Saturday, 25 January 2014

UT Arlington Research Team Proves Mass Is Important At The Nano-scale, Matters In Calculations And Measurements

Dr. Alan Bowling (In Attached Photo), a University of Texas at Arlington assistant professor of mechanical and aerospace engineering, has proven that the effect of mass is important, can be measured, and has a significant impact on any calculations and measurements at the sub-micrometer scale. Dr. Bowling’s findings facilitate better understanding of the movement of nano-sized objects in fluid environments that can be characterized by a low Reynolds number, which often occurs in biological systems. The unconventional results are consistent with Newton’s Second Law of Motion, a well-established law of physics, and imply that mass should be included in the dynamic model of these nano-systems. The most widely accepted models omit mass at that scale.



UTA assistant physics professor Samarendra Mohanty, and doctoral students Mahdi Haghshenas-Jaryani, Bryan Black, and Sarvenaz Ghaffari, as well as graduate student James Drake collaborated with Dr. Bowling to make the discovery.

A UT release notes that a key advantage of the new model discovered by the UTA research team is that it can be used to build computer simulations of nano-sized objects that have drastically reduced run times as compared to a conventional model based on Newton’s second law. These conventional models have run times of days, weeks, months and years while the new model requires only seconds or minutes to run. In the past, researchers attempted to address the long run time by omitting the mass terms in the model. This resulted in faster run times but, paradoxically, violated Newton’s second law upon which the conventional model was based. The remedy for this paradox was to argue that mass was unimportant at the nano-scale. However, the new model retains mass, and predicts unexpected motion of nano-sized objects in a fluid that has been experimentally observed. The new model also runs much faster than both the conventional and massless models.

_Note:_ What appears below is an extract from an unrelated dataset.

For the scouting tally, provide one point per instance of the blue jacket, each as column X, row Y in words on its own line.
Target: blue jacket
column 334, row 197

It is expected that this new model will significantly accelerate research involving small-scale phenomena. Research areas Dr. Bowling and his collaborators at UT Arlington are currently investigating include cell migration, protein function, bionic medical devices and nanoparticle suspensions for storing thermal energy. However, the applications for the computer simulation in medicine, biology, and other fields are endless. The UTA research is detailed in a paper entitled: “Dynamics of Microscopic Objects in Optical Tweezers: Experimental Determination of Underdamped Regime and Numerical Simulation using Multiscale Analysis” (Nonlinear Dynamics DOI10.1007/s11071-013-1185-0), published online by the Journal of Non-Linear Dynamics. The paper, which is scheduled for publication in the journal’s print version later this year, presents new experimental observations and numerical simulations to investigate the dynamic behavior of micro–nano-sized objects under the influence of optical tweezers (OTs). OTs are scientific tools that can apply forces and moments to small particles using a focused laser beam. The motions of three polystyrene microspheres of different diameters, 1,950, 990, and 500 nm, are examined.

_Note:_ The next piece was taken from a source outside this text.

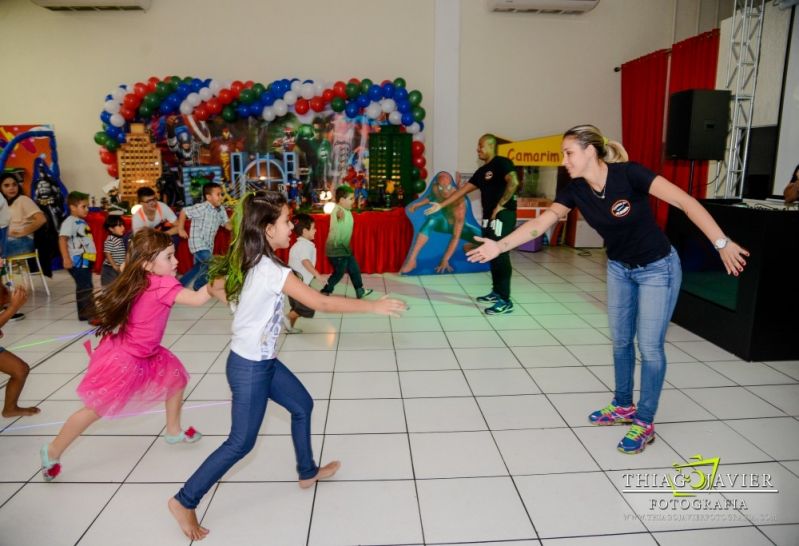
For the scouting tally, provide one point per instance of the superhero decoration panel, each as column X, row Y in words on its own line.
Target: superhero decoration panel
column 441, row 240
column 303, row 138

UTA College of Engineering dean Dr. Khosrow Behbehani observes in the release that the team’s findings may alter ways of thinking throughout the engineering and scientific worlds. “The paper is only the beginning for this research,” Dr. Behbehani says. “I anticipate a high level of interest in the findings. It could transform the way we conduct research in nano-engineering by providing researchers with the ability to study such physical phenomena at such small scale through the model.” The UTA research team used optical tweezers previously developed by Dr. Mohanty to measure oscillations that occur at the nano scale, thus proving that mass and acceleration must be considered at that level as well. “We proved it in the lab,” says Dr. Bowling. “Publication in an accepted journal is the next step in gaining mass acceptance of the idea, which flies in the face of what most people believe now.”

The discovery resulted from a 2012 National Science Foundation grant project in which the UT Arlington team investigated a new model for how motor proteins behave in the body. The NSF award was funded through therapy Concept Grants for Exploratory Research, or EAGER program. The grants support exploratory work in its early stages on untested, but potentially transformative, research ideas or approaches.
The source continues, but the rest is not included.